Early Detection of Scoliosis-What the USPSTF “I” Means for Us.
Richard Hostin M.D.
Hresko, M. T., R. M. Schwend and R. A. Hostin (2018). “Early Detection of Scoliosis-What the USPSTF “I” Means for Us.” JAMA Pediatr. Jan 9. [Epub ahead of print].
In the current issue of JAMA is the latest recommendation statement by the US Preventive Services Task Force (USPSTF), and accompanying evidence report, on the value of screening asymptomatic adolescents for adolescent idiopathic scoliosis. Since the topic was last reviewed in 2004, important new evidence has emerged that potentially supports scoliosis screening. In this update, the USPSTF changed its grade of the evidence from a “D” (discourage the use of screening programs) to an “I” (uncertainty about the balance of benefits and harms of the service).1 The recommendation highlights the high sensitivity, specificity, and predictive value and the low false-positive rate of screening programs when the Adams forward bend test is paired with scoliometer measurements and Moiré topography.
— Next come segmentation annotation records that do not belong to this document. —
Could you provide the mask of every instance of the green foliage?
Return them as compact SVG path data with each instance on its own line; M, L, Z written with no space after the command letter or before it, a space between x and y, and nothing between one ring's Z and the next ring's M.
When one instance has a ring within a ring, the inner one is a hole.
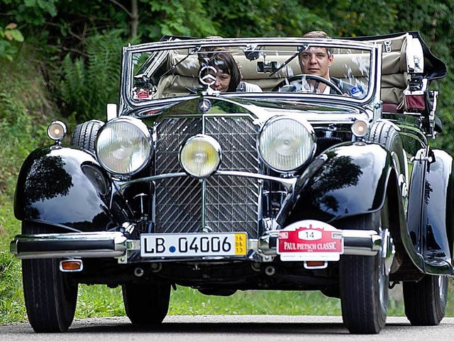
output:
M0 324L26 320L21 262L9 253L9 241L20 231L12 201L0 195Z
M45 143L49 118L72 125L104 118L116 102L121 47L163 35L201 37L301 36L323 30L333 37L420 30L436 55L454 62L452 0L137 0L138 38L131 37L135 0L0 0L0 323L26 319L20 262L9 242L20 230L12 203L23 160ZM18 23L20 30L15 24ZM102 33L99 33L102 32ZM24 40L25 36L25 40ZM25 43L23 43L24 42ZM433 145L454 154L454 76L433 82L444 133ZM56 93L50 99L49 94ZM58 105L58 108L56 106ZM454 316L454 286L448 316ZM301 304L301 302L304 302ZM393 299L389 315L402 315ZM179 287L170 314L339 314L338 300L318 293L238 292L206 296ZM119 288L81 286L77 316L124 314Z
M65 57L59 87L64 115L74 114L79 121L102 119L106 104L118 102L121 47L126 44L121 33L95 35L87 40L84 57Z
M23 42L23 35L17 25L10 23L4 28L0 28L0 58L12 61L17 53L17 43Z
It is important to recognize that a properly implemented screening program will identify potential patients who can benefit from brace treatment, possibly avoiding surgery. In addition, spinal deformity may be the presenting sign of a variety of conditions, including heritable collagen disease, neurological conditions, or skeletal dysplasia unrecognized until adolescence. Even if surgery cannot be averted, early diagnosis of progressive curves allows for surgical intervention at the most opportune time. [Excerpt from text of this commentary; no abstract available.]